Forgive the vague title, it's been a few years since I've done any Mathematics related to this area and my terminology is fairly lacking (part of why I'm asking this question). I'm sure there's a well defined algorithm/theory that already deals with what I'm trying to achieve, but I can't quite pin down the words to find it.

I'll try and describe the situation I'm modelling:

Given a group of items [a,b,c,d,e,f], a person may be offering to trade certain items, e.g. I may swap you "a" for "b", and you may be offering "2xc" for an "e". I can scoop up all these trades and create a graph outlining the options on offer. I'm interested in looking for particular trade paths, and as an aside, trade paths that would give me surplus items - I assume this sort of thing must already exist in the financial sector (again, I'm missing the names/experience of the mathematics).

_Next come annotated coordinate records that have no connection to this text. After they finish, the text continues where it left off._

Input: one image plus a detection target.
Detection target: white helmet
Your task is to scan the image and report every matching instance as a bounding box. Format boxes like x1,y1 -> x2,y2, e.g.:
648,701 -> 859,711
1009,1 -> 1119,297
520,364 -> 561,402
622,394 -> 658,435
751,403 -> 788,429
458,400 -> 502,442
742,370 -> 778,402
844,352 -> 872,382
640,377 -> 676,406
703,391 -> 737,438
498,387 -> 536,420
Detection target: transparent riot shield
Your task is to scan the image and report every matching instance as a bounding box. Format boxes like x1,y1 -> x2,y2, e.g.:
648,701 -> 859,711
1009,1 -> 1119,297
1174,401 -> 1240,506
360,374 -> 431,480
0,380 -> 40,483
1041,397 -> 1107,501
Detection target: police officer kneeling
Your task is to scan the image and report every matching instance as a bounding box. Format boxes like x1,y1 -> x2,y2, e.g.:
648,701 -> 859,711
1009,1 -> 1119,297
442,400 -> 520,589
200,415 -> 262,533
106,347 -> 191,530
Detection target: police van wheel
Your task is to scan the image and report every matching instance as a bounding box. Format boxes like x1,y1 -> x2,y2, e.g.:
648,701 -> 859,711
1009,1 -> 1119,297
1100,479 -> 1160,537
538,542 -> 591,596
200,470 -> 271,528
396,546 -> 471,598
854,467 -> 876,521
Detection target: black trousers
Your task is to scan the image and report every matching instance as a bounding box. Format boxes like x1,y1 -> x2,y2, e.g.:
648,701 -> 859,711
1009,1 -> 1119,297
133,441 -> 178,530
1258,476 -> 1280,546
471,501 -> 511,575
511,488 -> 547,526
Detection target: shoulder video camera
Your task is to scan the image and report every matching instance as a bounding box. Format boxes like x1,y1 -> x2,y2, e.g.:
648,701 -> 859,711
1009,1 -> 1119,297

so if I had "a" and wanted "f", and I had the following paths available:

a -> b, b -> f, c -> b, a-> 2(c), b -> a

I'd end up with

a -> b -> f

a -> (2)c -> b -> f    
      |
      c             (An additional c)

There may places where I could cycle repeatedly, so if I used the b -> a relation above, I could continually extract c because of the surplus c item.

I'm reasonably sure I can write a program to do this, but I'm a big fan of understanding the correct terminology and methodology behind problems like this one. If anyone can point me in the right direction for a particular topic to read about, or a if there's a obvious name for what it is I'm trying to achieve, I'd be very grateful.

Apologies again for the vague-ness.

Answer 1

Sounds like a typical state space search problem. Algorithms like BFS or iterative deepening can find the shortest series of trades, or even generate all possibilities.

To apply these algorithms, you'll have to redefine your graph. Instead of using nodes like a and b with an edge a -> b, define a state space where a state consists of a finite number of each of the elements {a, b, c, f} (in this case, a four-tuple of integers would suffice) and a successor function S that applies all possible trades given a state and constructs a set of successors states. E.g., in pseudo-Python notation,

S({a: 1, b: 2, c: 0, f: 0}) = [{a: 0, b: 3, c: 0, f: 0},   # trade a for b
                               {a: 1, b: 1, c: 0, f: 1},   # trade b for f
                               {a: 1, b: 2, c: 2, f: 0},   # trade a for 2c
                               {a: 2, b: 1, c: 0, f: 0}]   # trade b for a

Since state-space search is a classical paradigm in AI, most AI textbooks cover it. In particular, I can recommend AIMA by Russell and Norvig, which spends its first few chapters discussing state space search in quite some detail.